WORLD
AGU: Groundwater pumping leads to sea level rise, cancels out effect of dams
Baku, May 18 (AZERTAC). As people pump groundwater for irrigation, drinking water, and industrial uses, the water doesn`t just seep back into the ground -- it also evaporates into the atmosphere, or runs off into rivers and canals, eventually emptying into the world`s oceans. This water adds up, and a new study calculates that by 2050, groundwater pumping will cause a global sea level rise of about 0.8 millimeters per year. "Other than ice on land, the excessive groundwater extractions are fast becoming the most important terrestrial water contribution to sea level rise," said Yoshihide Wada, with Utrecht University in the Netherlands and lead author of the study. In the coming decades, he noted, groundwater contributions to sea level rise are expected to become as significant as those of melting glaciers and ice caps outside of Greenland and the Antarctic.
Between around 1970 and 1990, sea level rise caused by groundwater pumping was cancelled out as people built dams, trapping water in reservoirs so the water wouldn`t empty into the sea, Wada said. His research shows that starting in the 1990s, that changed as populations started pumping more groundwater and building fewer dams.
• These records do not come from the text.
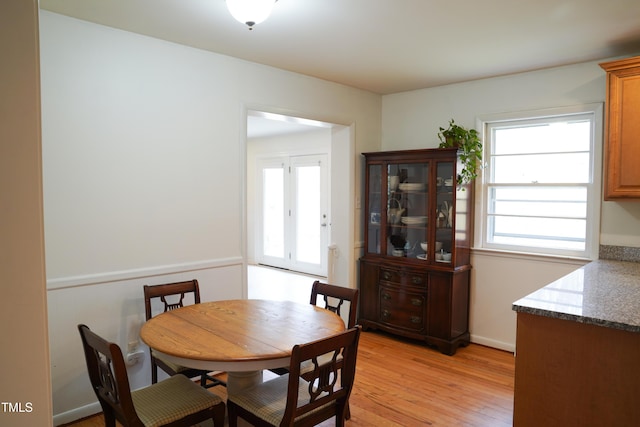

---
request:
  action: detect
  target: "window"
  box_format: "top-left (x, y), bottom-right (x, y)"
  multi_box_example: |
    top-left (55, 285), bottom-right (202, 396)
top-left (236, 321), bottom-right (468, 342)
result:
top-left (476, 104), bottom-right (602, 258)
The researchers looked not only at the contribution of groundwater pumping, which they had investigated before, but also at other factors that influence the amount of terrestrial water entering the oceans, including marsh drainage, forest clearing, and new reservoirs. Wada and his colleagues calculate that by mid-century, the net effect of these additional factors is an additional 0.05 mm per year of annual sea level rise, on top of the contribution from groundwater pumping alone.